You see, Jesus took his mission statement very seriously. In speaking with Nicodemus, He declared that, “God sent not His Son into the world to condemn the world, but that the world through Him might be saved.” When challenged to condemn the woman, he said, “Condemnation isn’t in my job description. Why don’t I just do what I came here to do, and save her instead?”
Jesus never condemned a weak and broken sinner, no matter the situation. The only words of condemnation ever recorded from His lips, were directed at those who were blinded to their need of a Savior by their own spiritual pride.
Again and again Jesus gave hope to condemned people. The Samaritan woman at the well. The untouchable lepers. The Phoenician woman whose daughter needed healing. The Roman Centurion. Zacchaeus. Hopeless cases all. 500 years earlier Isaiah had seen the care with which He would touch wounded human souls, and had written, “A bruised reed He will not break, and a dimly burning wick He will not extinguish.” In each life, He carefully fanned the flame of hope.
Even on the cross as He was dying, His body wracked with pain, His soul tortured by our sins, He spoke words of compassion and hope to the thief dying next to Him. As the hardened criminal heard the words of Jesus, his thoughts turned from his life of failure to the perfect life of Jesus. He lost sight of his own death, lost in contemplation of living in the Kingdom of God. None of the human witnesses to that event could see the full significance of that interaction, but as the convicted thief responded to the words of Jesus, Heaven watched as all the guilt and sin of this man’s life was transferred one cross over. Heaven recorded that a sinner and a saint died that day… and the sinner was in the middle.

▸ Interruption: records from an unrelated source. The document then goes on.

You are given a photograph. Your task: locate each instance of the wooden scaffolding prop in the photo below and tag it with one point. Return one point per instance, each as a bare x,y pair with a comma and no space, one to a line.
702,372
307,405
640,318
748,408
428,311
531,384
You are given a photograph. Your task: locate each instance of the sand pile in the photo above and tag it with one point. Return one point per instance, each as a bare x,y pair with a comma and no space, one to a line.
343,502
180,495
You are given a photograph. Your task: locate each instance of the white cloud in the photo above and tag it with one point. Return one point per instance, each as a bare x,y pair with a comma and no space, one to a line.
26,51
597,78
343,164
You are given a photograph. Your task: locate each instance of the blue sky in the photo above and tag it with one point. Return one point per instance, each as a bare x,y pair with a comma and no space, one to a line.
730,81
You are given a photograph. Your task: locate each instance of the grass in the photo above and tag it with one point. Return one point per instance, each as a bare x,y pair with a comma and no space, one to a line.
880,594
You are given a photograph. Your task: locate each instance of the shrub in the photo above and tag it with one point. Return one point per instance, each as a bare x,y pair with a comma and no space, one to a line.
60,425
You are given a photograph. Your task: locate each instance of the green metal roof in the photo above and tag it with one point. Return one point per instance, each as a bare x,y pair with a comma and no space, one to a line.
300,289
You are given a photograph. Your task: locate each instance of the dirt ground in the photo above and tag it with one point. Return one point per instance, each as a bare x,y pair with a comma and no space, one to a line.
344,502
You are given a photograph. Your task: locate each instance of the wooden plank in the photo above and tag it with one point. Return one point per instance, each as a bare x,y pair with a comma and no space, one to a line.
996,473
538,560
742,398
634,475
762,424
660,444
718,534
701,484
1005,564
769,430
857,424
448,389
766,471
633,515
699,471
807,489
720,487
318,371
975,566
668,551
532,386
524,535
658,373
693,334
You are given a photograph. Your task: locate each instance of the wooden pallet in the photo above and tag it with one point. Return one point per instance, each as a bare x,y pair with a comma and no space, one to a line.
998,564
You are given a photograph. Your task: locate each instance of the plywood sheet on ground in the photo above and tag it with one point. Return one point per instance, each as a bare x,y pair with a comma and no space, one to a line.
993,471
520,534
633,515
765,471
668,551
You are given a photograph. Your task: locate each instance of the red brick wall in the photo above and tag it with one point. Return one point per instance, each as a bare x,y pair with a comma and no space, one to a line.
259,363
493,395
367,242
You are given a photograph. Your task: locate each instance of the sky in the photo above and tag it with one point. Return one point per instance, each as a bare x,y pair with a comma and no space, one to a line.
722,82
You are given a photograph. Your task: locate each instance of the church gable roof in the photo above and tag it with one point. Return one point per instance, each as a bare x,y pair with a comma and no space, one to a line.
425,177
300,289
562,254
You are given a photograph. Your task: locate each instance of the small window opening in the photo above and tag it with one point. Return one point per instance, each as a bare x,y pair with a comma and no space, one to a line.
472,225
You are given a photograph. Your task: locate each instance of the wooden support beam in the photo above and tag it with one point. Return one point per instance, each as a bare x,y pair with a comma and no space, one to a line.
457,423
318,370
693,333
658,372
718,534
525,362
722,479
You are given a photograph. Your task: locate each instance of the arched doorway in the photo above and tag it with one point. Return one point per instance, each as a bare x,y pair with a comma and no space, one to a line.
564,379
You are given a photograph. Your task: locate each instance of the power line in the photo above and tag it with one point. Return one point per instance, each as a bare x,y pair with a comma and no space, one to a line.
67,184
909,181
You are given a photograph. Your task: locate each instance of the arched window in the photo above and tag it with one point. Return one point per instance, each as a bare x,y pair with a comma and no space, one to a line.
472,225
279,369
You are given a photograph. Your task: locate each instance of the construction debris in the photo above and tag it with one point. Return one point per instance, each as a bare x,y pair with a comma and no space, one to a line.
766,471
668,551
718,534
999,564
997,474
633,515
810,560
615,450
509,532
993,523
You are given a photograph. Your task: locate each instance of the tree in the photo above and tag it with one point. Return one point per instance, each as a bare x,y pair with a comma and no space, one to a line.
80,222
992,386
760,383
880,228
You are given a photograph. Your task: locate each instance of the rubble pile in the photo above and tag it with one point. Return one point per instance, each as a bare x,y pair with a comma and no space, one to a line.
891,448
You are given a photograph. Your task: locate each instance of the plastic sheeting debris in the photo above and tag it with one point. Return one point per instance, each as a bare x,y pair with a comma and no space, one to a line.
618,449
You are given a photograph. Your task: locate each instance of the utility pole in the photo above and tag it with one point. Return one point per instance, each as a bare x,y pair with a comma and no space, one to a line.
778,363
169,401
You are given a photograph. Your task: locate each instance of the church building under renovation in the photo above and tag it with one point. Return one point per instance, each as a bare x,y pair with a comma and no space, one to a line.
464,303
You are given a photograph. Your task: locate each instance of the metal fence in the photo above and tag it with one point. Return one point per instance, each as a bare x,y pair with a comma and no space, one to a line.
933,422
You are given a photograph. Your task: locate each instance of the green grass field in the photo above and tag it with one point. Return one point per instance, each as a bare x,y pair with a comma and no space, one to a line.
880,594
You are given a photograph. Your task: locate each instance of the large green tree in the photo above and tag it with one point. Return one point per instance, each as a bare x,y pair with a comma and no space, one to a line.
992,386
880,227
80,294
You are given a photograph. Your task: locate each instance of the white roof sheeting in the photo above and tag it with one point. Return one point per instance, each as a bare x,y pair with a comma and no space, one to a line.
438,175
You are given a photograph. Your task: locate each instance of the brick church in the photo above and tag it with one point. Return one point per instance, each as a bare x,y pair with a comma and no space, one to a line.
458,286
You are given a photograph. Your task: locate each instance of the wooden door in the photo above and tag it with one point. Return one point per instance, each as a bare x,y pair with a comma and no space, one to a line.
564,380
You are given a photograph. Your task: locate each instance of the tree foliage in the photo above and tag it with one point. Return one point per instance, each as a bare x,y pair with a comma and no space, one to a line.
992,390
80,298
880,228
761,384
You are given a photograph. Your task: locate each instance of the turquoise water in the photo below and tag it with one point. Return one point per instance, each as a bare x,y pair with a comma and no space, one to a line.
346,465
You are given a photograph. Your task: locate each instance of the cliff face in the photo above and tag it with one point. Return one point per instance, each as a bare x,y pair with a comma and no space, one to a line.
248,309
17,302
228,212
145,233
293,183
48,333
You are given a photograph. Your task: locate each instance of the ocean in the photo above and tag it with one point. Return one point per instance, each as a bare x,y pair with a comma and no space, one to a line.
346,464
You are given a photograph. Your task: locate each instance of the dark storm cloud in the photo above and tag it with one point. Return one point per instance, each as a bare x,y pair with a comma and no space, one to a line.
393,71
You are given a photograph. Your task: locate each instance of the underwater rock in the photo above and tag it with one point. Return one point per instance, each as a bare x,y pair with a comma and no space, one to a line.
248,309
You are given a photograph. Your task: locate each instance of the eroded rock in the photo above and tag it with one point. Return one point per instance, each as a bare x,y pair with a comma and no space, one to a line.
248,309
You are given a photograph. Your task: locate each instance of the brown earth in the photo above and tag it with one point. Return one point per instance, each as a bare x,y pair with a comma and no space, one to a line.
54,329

Amazingly, the most poignant scripture written about the events of that Friday were written hundreds of years before they occurred. The prophet Isaiah captured the event perfectly when he wrote:
He was despised and forsaken of men, a man of sorrows and acquainted with grief; and like one from whom men hide their face He was despised, and we did not esteem Him. Surely our griefs He Himself bore, and our sorrows He carried; yet we ourselves esteemed Him stricken, smitten of God, and afflicted.
But He was pierced through for our transgressions. He was crushed for our iniquities. The chastening for our well-being fell upon Him, and by His scourging we are healed.
All of us like sheep have gone astray, each of us has turned to his own way. But the Lord has caused the iniquity of us all to fall on Him.
He was oppressed and He was afflicted, yet He did not open His mouth. Like a lamb that is led to slaughter, and like a sheep that is silent before its shearers, so He did not open His mouth.
He poured out Himself to death and was numbered with the transgressors; Yet He Himself bore the sin of many, and interceded for the transgressors.
I want you to note that Jesus died for sinners. He didn’t just die for the church-goers and the do-gooders. He also died for the Idi Amins, the Adolf Hitlers, the Jeffery Dahmers and the Gary Ridgways of this world. Scripture tells us that God caused the sins of us all to fall upon Him. No exceptions. Catch the implication of that statement. Every sin that has ever been – or will ever be – committed was placed on the form of Jesus as he hung there on that Roman cross. If you think for a moment that God can’t forgive you because you are too bad – you’re wrong. If you think that God couldn’t possibly care whether or not you are saved – you are wrong. He has already placed your most vile deeds on Jesus – and Jesus has already paid your debt.
You see, it wasn’t the Priests or Romans that declared Jesus guilty. They had no power to condemn Him. But He was condemned by God – condemned to die, because of the crushing weight of our sins that he took upon Himself.
No wonder Paul could declare, “Therefore there is now no condemnation for those who are in Christ Jesus.”